Con cuidado, Alejandro sujetó las manos de Luciana y frunció el ceño: estaban llenas de sangre seca. Martina sostuvo la palangana, y él, con movimientos suaves, las sumergió y frotó para quitar la sangre, luego las secó con una toalla.
De repente, una lágrima enorme cayó de los ojos de Luciana y se estrelló contra la mano de Alejandro.

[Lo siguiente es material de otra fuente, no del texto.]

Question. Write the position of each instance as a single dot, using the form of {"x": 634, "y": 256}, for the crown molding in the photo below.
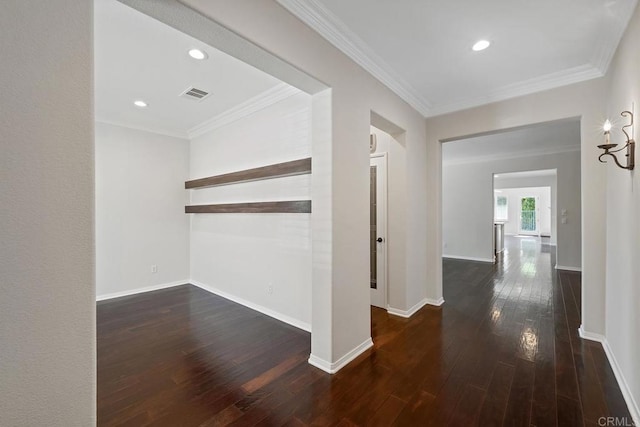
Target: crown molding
{"x": 527, "y": 87}
{"x": 507, "y": 156}
{"x": 265, "y": 99}
{"x": 329, "y": 26}
{"x": 159, "y": 131}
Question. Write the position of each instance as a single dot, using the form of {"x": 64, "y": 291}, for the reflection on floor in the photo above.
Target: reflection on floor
{"x": 503, "y": 350}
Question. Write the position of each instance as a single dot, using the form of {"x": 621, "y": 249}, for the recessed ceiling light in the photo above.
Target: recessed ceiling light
{"x": 198, "y": 54}
{"x": 481, "y": 45}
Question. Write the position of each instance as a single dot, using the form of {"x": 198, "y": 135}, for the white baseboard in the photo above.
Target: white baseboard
{"x": 407, "y": 313}
{"x": 622, "y": 382}
{"x": 468, "y": 258}
{"x": 264, "y": 310}
{"x": 564, "y": 267}
{"x": 334, "y": 367}
{"x": 141, "y": 290}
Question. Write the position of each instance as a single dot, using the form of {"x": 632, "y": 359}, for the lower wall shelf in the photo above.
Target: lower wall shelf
{"x": 294, "y": 206}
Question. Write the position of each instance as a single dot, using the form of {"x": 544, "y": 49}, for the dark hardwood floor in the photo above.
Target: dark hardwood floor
{"x": 503, "y": 350}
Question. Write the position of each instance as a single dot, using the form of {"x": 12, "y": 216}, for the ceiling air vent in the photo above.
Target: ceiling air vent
{"x": 195, "y": 94}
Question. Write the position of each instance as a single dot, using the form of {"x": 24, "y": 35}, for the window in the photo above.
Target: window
{"x": 501, "y": 210}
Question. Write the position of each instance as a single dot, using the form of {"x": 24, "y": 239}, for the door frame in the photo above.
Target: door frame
{"x": 384, "y": 229}
{"x": 535, "y": 232}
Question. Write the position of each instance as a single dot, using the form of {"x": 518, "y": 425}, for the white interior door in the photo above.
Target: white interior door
{"x": 378, "y": 230}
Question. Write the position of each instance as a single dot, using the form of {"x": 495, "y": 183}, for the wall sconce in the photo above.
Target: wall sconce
{"x": 630, "y": 145}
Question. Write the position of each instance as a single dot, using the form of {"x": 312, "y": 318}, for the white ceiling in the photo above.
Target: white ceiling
{"x": 548, "y": 138}
{"x": 137, "y": 57}
{"x": 421, "y": 49}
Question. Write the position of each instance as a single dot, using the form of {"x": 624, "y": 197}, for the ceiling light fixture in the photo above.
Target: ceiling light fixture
{"x": 198, "y": 54}
{"x": 630, "y": 145}
{"x": 481, "y": 45}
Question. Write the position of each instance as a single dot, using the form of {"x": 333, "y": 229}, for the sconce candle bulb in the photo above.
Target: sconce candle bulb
{"x": 630, "y": 145}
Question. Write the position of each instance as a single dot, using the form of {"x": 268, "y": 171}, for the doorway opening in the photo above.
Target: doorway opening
{"x": 378, "y": 229}
{"x": 387, "y": 197}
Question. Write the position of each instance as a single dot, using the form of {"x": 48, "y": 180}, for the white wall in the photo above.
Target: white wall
{"x": 469, "y": 235}
{"x": 396, "y": 214}
{"x": 140, "y": 219}
{"x": 582, "y": 100}
{"x": 241, "y": 255}
{"x": 47, "y": 307}
{"x": 622, "y": 223}
{"x": 514, "y": 196}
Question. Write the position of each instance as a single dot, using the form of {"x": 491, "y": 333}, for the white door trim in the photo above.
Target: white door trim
{"x": 384, "y": 229}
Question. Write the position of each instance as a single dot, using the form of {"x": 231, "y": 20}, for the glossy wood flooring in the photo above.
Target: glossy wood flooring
{"x": 503, "y": 350}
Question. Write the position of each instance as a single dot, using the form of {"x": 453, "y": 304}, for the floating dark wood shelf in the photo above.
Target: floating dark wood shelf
{"x": 295, "y": 167}
{"x": 295, "y": 206}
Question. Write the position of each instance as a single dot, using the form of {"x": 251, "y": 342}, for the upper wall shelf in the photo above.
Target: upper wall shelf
{"x": 295, "y": 167}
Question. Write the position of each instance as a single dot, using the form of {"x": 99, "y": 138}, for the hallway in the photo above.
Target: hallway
{"x": 503, "y": 350}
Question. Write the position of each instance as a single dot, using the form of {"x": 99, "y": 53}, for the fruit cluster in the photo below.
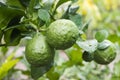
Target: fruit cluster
{"x": 40, "y": 50}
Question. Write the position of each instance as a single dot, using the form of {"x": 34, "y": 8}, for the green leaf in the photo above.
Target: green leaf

—Luciana… —susurró él, sobresaltado.
Ella lo miró con los ojos enrojecidos.
—¿Por qué me salvó? —murmuró con voz temblorosa—. Él nunca me consideró su hija… ¿por qué ahora, de golpe, tendría que dar su vida por mí?
Otra lágrima rodó por su mejilla.
—Ni un solo día me demostró cariño, pero estuvo dispuesto a morir por mí. ¿Por qué?
Alejandro cubrió sus manos con las suyas:
—Quizás no eras tan insignificante para él. Tal vez sí te quiso, aunque no lo demostrara.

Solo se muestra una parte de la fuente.